Honoring a lifetime of poetry

Carl Rakosi, who will be 99 years old tomorrow, spoke via audio broadcast at the Writers House.

The Daily Pennsylvanian
November 5, 2002

With the help of modern technology via audio broadcast, students were able to transcend time and place to talk with Carl Rakosi, a celebrated poet and alumnus of the School of Social Work who will be celebrating his 99th birthday tomorrow. Tom Devaney, program coordinator for the Kelly Writers House where the event was held and one of the moderators of the audiocast, introduced the poet last Wednesday night, saying, "The most singular characteristic of Rakosi's poetry is its authenticity."

Devaney then discussed Rakosi's background. The poet, who was born to Hungarian parents in Berlin, came to the United States in 1910. Rakosi said that being an immigrant greatly affected his work because "an immigrant sees [American life] in a different way."

Rakosi, who spoke from San Francisco, then read his poem, "Love America Uncle Sam Needs You," which he dedicated to President Bush.

"I can love a dog / but a whole country / with interests bigger than death? / You gotta be kidding!"

Once a very political writer, Rakosi wrote poems in the 1930s advocating Communism.

"Political writing has to do with a poet's outrage and social injustice," he said. "How to express this in poetry is not so easy."

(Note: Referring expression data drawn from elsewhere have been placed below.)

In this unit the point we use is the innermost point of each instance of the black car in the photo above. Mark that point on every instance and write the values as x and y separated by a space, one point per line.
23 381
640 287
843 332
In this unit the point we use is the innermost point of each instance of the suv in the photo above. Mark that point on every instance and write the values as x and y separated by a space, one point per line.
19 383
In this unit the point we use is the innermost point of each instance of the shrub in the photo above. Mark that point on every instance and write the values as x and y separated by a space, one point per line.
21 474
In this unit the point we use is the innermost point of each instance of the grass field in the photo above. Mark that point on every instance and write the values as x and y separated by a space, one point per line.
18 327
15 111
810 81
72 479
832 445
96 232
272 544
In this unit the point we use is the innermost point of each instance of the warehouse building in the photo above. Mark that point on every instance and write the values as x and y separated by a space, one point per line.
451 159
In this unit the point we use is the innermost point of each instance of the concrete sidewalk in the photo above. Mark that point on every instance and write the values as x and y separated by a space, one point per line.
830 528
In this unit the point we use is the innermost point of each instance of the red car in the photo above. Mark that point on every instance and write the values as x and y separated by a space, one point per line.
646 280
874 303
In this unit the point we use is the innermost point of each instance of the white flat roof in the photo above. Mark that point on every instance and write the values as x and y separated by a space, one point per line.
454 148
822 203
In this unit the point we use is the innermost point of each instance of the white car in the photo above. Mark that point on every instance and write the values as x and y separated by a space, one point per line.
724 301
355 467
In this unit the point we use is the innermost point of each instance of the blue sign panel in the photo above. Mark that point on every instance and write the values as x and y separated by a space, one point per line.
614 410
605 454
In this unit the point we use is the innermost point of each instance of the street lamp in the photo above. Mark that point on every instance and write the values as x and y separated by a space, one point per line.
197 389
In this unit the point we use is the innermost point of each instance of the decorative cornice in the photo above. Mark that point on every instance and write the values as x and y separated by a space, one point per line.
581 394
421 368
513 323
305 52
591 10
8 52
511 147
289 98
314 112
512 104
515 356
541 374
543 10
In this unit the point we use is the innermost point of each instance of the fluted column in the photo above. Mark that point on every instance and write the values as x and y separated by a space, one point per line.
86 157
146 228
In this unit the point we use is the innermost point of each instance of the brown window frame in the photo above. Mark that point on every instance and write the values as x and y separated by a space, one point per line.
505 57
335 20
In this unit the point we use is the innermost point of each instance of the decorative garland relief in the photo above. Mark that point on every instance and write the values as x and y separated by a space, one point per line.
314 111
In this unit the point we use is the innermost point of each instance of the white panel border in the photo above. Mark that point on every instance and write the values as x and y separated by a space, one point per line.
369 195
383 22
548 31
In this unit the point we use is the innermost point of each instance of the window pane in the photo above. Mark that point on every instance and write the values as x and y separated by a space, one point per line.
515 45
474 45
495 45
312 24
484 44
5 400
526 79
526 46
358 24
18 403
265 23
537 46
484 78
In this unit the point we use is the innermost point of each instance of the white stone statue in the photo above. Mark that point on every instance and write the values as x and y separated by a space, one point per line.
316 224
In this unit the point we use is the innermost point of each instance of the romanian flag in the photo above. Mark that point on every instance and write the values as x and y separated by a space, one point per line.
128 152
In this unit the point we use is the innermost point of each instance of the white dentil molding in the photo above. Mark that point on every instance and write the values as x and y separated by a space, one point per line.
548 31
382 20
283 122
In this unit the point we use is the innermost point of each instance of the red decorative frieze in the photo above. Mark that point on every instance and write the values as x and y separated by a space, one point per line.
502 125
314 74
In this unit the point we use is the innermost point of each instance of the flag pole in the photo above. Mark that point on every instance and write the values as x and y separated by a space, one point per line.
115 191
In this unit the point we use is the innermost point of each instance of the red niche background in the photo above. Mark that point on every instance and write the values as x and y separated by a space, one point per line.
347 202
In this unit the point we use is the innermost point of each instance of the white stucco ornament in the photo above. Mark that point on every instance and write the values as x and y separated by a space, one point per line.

Then, from 1941-1967, Rakosi stopped writing altogether. Without clearly explaining why, he mentioned that he stopped reading poetry as well. "To read poetry would have been torture if I couldn't write it," he said.

Rakosi also discussed old age and read from "The Old Poet's Tale," a poem about Alzheimer's Disease. "My wife busied herself / and hung my favorite / landscape over the bed and set an old snapshot / on the mantle to / remind me who I was."

Rakosi did not stay on serious subjects for long. When asked how he had been influenced by fellow poet and friend Louis Zukofsky, the writer said, "We didn't talk about poetry at all. We talked about women mostly. I was his mentor."

Rakosi and Zukofsky belong to a group of poets known as the "Objectivists." Rakosi was asked to define the term. He called Objectivist poetry "external" but also said, "You can't really define it."

The poet was also asked why he arranged his poetry thematically instead of chronologically. He argued, "It's not really important whether a poem is written during a poet's youth or middle age. A poem stands on its own."

The audiocast ended with the audience singing "Happy Birthday" to the poet.

School of Arts and Sciences graduate student Deming Love said, "It's amazing to talk to someone who has a full century of perspective."

The audiocast was joined by 35 to 40 people from around the world and will be available via the internet on the Kelly Writers House Web site.